Let $f : \mathbb{R}^n \rightarrow \mathbb{R}^n$ an application such that for every $x, y \in \mathbb{R}^n$, $|f(x)-f(y)|\leq\frac{1}{2}|x-y|$. Let $g : \mathbb{R}^n \rightarrow \mathbb{R}^n$ defined by $g(x)=x+f(x)$
Prove that $g$ is an homeomorphism.
Note : $g$ is continuous, because it's the sum of two continuous function. For all $x,y, \frac{1}{2}|x−y|≤|g(x)−g(y)|≤\frac{3}{2}|x−y|$. This implies $g$ is injection, and the image by $g$ of an open set is an open set. It remains to prove $g$ surjection
Source : quiz in topology course
$g$ is continuous, because it's the sum of two continuous function. For all $x,y, \frac{1}{2}|x−y|≤|g(x)−g(y)|≤\frac{3}{2}|x−y|$. This implies $g$ is injection, and the image by $g$ of an open set is an open set.

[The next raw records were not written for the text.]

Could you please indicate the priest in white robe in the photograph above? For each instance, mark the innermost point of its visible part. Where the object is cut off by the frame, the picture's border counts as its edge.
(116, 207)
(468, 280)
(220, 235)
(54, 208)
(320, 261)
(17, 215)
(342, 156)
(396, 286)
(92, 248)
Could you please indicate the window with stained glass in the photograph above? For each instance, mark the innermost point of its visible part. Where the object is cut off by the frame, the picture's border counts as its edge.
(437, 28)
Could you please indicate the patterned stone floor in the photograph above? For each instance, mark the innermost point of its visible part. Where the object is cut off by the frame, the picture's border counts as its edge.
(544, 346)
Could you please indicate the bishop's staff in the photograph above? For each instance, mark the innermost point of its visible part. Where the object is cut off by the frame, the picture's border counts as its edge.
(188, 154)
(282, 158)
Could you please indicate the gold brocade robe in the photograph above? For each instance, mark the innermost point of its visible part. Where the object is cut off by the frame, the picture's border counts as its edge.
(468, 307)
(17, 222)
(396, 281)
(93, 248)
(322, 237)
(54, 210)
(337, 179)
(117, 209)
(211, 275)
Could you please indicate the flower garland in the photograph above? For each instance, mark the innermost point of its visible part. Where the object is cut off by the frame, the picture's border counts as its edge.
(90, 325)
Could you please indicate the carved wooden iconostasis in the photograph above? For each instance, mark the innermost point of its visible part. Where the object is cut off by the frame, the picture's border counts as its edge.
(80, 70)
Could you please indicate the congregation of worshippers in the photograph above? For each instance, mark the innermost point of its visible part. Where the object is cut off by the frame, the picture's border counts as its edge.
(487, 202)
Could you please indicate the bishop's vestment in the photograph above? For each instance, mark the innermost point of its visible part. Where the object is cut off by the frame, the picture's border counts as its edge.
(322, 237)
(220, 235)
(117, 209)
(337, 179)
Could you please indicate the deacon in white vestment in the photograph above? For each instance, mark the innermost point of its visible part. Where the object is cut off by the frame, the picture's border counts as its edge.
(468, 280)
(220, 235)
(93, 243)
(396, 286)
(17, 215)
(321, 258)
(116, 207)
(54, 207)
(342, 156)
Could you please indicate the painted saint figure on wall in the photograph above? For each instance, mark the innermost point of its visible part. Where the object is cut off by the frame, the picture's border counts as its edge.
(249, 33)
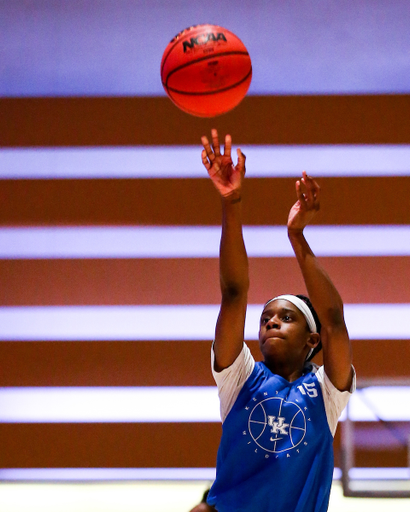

It remains to prove $g$ surjection :
Let $y \in \mathbb{R}^n$. $t \in \mathbb{R}^n \rightarrow f(y-t) \mathbb{R}^n$ is $\frac{1}{2}$-lipschitz function. By Banach fixed point theorem, there is $m \in \mathbb{R}^n$ such that $m = f(y-m)$. Then $g(y-m) = y-m + f(y-m) = y$. So $g$ is surjective.